I tried for hours but I cannot connect to my samba share. I've installed samba server on freebsd 7.0

I connect to a wireless network 192.168.0.3

Then I have a wired network card(192.168.1.5) that connects to a 4 port router.  

I want to keep the wireless connection completly seperate from the wired network.  I also want to connect to my samba server in the wired network.  

How should I configure both interfaces?  I want to be able to connect to my samba share and still have access to the internet. 

If anybody can help I would be VERY MUCH greatful.  if you know what I mean.


----------



## Just_Johnny (Feb 4, 2009)

*I forgot to mention*

I have configured the smb.conf but am not 100% certain it is corrrect.


----------



## Just_Johnny (Feb 4, 2009)

Just_Johnny said:
			
		

> I have configured the smb.conf but am not 100% certain it is corrrect.

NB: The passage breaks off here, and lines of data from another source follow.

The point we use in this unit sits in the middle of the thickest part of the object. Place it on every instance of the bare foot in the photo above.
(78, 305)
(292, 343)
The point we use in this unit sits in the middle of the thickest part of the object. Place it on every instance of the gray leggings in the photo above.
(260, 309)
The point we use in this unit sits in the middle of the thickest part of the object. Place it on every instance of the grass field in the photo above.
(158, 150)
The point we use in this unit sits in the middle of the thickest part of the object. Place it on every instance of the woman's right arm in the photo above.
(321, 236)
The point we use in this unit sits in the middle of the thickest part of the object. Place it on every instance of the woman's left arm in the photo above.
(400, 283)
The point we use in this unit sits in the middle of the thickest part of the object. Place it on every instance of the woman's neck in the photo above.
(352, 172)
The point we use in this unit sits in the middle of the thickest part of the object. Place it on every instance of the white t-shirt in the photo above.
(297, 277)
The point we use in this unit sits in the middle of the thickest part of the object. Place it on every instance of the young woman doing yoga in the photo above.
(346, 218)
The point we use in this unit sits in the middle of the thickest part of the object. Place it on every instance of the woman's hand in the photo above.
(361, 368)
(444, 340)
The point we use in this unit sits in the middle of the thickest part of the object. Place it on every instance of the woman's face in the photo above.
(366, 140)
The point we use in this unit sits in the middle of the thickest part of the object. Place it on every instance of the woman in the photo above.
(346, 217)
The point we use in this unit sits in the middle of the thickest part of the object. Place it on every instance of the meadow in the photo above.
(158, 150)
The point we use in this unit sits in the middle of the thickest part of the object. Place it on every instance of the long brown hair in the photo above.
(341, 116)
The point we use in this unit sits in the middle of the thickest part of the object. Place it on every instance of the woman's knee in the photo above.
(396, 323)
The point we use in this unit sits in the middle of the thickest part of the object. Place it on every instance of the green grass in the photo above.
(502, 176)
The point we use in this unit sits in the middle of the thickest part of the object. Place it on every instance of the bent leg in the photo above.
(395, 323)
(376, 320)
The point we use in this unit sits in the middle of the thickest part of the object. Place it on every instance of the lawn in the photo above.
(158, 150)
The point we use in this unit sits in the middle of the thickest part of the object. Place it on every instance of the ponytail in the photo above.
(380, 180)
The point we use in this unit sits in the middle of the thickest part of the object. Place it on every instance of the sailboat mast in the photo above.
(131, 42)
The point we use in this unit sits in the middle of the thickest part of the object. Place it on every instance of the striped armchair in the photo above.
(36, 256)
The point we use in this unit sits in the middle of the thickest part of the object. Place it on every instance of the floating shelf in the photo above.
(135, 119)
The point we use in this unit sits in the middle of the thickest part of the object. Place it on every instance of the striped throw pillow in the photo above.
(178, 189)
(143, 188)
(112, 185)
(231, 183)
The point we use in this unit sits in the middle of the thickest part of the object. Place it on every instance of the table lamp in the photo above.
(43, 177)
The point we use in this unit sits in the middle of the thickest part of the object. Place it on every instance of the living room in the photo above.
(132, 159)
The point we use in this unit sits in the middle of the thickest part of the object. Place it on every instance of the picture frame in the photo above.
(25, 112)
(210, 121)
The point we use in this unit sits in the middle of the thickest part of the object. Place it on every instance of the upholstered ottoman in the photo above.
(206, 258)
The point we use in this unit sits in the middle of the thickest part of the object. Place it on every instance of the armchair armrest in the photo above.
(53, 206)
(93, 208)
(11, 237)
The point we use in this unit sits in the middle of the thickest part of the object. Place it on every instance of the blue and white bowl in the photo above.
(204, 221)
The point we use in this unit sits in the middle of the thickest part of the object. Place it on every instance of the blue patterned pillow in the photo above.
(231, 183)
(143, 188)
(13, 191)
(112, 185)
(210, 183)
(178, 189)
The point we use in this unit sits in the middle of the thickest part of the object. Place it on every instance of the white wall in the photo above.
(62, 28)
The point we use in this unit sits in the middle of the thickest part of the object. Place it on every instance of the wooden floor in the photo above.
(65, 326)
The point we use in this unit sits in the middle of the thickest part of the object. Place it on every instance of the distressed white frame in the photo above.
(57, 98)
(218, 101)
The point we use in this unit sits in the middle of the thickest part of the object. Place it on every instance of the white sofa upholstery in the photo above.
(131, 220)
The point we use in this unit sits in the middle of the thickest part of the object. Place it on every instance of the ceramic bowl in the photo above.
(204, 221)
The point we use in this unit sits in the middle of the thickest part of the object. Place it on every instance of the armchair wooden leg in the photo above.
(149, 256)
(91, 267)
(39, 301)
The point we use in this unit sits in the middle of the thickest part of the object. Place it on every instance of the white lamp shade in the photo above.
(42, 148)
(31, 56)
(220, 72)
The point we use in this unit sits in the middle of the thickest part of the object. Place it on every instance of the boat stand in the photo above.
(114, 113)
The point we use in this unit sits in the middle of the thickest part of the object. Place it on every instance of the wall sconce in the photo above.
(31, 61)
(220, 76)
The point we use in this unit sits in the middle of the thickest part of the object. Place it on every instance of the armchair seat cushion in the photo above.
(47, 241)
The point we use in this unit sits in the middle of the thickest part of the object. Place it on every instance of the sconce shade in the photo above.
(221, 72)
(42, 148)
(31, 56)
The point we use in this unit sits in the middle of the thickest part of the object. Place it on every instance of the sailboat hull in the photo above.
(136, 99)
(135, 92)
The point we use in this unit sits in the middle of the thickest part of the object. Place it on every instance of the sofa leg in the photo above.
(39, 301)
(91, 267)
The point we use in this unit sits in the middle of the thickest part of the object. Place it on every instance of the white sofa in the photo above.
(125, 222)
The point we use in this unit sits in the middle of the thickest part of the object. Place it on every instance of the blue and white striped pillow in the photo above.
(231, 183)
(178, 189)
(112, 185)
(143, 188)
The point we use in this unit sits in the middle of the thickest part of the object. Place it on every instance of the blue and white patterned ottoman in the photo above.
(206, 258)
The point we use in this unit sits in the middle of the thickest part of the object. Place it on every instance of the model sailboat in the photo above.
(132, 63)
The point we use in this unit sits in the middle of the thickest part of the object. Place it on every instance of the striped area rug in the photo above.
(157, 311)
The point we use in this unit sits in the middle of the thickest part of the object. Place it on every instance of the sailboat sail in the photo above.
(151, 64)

I don't really need help with the configuration part.  I would just like to know if my network is properly setup.


----------



## paulfrottawa (Feb 4, 2009)

Just_Johnny said:
			
		

> I tried for hours but I cannot connect to my samba share. I've installed samba server on freebsd 7.0
> 
> I connect to a wireless network 192.168.0.3
> 
> ...



in rc.conf
ifconfig_ath0="inet 192.168.0.3 netmask 255.255.255.0"
ifconfig_vr1="inet 192.168.1.5 netmask 255.255.255.0"
defaultrouter="192.168.1.5" 

PS: do you need help connecting the wireless.


----------



## Just_Johnny (Feb 4, 2009)

thanks.  I guess my configuration was right.  Still can't figure out why I can't connect to my share.

I'll figure it out eventually.


----------



## paulfrottawa (Feb 4, 2009)

well you should be able to connect to it web I believe its port :901

Also you should enable the last lines in /etc/inetd.conf

Just read the comment of those lines and you'll see.


----------